Mud

I remain in limbo and I want out.

I float here with all the babies who weren’t baptized and the lost souls who, I can only assume, were too kind for hell.

I know that all sounds rather cryptic. I don’t mean to be. I just can only explain the emotions of this half-life I am living so well in words.

I feel so very lucky and loved in so many ways and so very alone in most others. That is not to slight all those around me, it is just the nature of the beast. This is my illness. My fight. My disease. My life. I do not have a choice but to battle while everything else must continue on around me. That means without me as well.

Life is not fair. And for the most part, I have very little to complain about. My health is improving. I am slowly making my way back to all the things I did before. Or, at least, making my way through this quick sand to this new life of mine that slightly resembles the old one. As I gain more health, I see more of me and that life I once knew. It pushes me forward.

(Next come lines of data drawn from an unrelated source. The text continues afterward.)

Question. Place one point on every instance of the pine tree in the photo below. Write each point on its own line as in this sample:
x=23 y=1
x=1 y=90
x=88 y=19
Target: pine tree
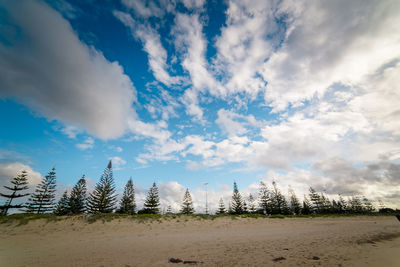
x=43 y=199
x=295 y=205
x=103 y=197
x=237 y=203
x=245 y=209
x=342 y=205
x=252 y=204
x=221 y=207
x=279 y=203
x=368 y=207
x=77 y=199
x=264 y=196
x=356 y=206
x=128 y=204
x=20 y=183
x=169 y=209
x=315 y=200
x=326 y=206
x=306 y=209
x=152 y=203
x=187 y=204
x=63 y=207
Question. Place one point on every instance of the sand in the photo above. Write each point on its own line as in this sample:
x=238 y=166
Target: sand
x=342 y=241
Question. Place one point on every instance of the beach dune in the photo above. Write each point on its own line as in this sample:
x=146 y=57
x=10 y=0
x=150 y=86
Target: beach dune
x=338 y=241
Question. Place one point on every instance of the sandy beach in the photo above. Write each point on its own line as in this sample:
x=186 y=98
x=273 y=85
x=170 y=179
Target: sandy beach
x=342 y=241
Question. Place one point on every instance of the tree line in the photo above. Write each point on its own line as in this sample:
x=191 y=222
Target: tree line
x=103 y=199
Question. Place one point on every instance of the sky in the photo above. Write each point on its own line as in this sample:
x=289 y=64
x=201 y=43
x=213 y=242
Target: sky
x=188 y=92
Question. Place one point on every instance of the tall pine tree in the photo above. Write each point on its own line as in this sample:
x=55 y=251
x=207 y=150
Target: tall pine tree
x=152 y=202
x=42 y=200
x=295 y=205
x=316 y=201
x=221 y=207
x=127 y=203
x=77 y=199
x=264 y=195
x=20 y=183
x=237 y=203
x=63 y=207
x=279 y=203
x=252 y=204
x=103 y=197
x=306 y=209
x=187 y=203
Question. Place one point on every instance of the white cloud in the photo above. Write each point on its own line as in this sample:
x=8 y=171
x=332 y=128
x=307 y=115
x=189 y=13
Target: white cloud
x=87 y=144
x=244 y=45
x=117 y=162
x=12 y=169
x=71 y=131
x=150 y=39
x=116 y=148
x=190 y=42
x=193 y=4
x=234 y=124
x=50 y=70
x=144 y=9
x=342 y=44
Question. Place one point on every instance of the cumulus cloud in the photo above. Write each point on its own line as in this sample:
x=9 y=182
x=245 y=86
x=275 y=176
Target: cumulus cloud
x=87 y=144
x=246 y=43
x=50 y=70
x=343 y=44
x=150 y=39
x=233 y=123
x=12 y=169
x=117 y=162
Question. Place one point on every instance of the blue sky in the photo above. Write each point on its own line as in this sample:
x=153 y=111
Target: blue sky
x=190 y=91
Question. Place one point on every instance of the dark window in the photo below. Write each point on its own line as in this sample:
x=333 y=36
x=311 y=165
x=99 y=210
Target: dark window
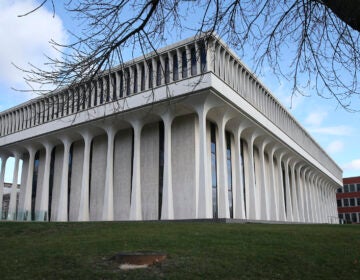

Unfortunately everyone and everything around me has changed along with me. Lives must continue forward. And we need to learn and navigate this new chapter. It’s unfamiliar territory. I don’t like it. I want all of the old territory back. All of it. I realize that can’t happen but I know that if I keep pushing I can at least get 99% of it back. That’s my goal, anyway.

In the meantime, I’m supposed to just cope with the cards I have been dealt and make that lemonade or whatever other such nonsense cliché’ allegedly will get me through this mud. This thick, sticky, mud that is heavy with guilt and pain and fear and anger and desperation and yearning for those times when my hand was held constantly and I knew it was going to be ok, simply because my hand was held.

It was that clear.

Now I am just trudging through, blinders on, tunnel vision, headed for that light at the end of that tunnel. Because I can see light. Finally.

And where there once was a crowd holding each hand, life has gone on. And on. And on. And my independence means I will take the strength they have given me over the years and use it to push me through to the end.

God I miss the entwined fingers though. It made the mud feel like crystal clear water. It made the heavy steps feel like a soft glide.

I continue to carry that feeling with me as I push.

I have no choice.

I can’t force the contact that lifts me up and carries me through. I remember when I had my first surgeries. I could have run around those hospitals. And nearly did. the healing power of a gentle touch of kindness and encouragement can sustain a person through so, so much.

it continues to sustain me. And I am nearly there.

I know everything may never been totally the same, but after I shower off this mud and run a comb through my hair, maybe, just maybe, everyone will see it’s still me.

Comments

  1. Once you come out of that muddy tunnel everyone WILL see you as you and things will be similar enough that you can move on together. Hugs to you.

  2. I still see you, mud and all. That is the point. Those that care still see the person inside. The fakers have left. The emotional vampires ran away a long time ago. The posers are standing next to their next best thing.

    I do appreciate that you have kinda cut back on the Goppers. I wish to point out the improvement health wise, but there is no proven correlation. Moderation, that is all I’m saying. Pace yourself.

    My dear, this is the journey. This is who we are at this time. You are not the same person. You know more now. The Erin of the past will always be with the Erin of the future. It will be okay. Honest. To much better days.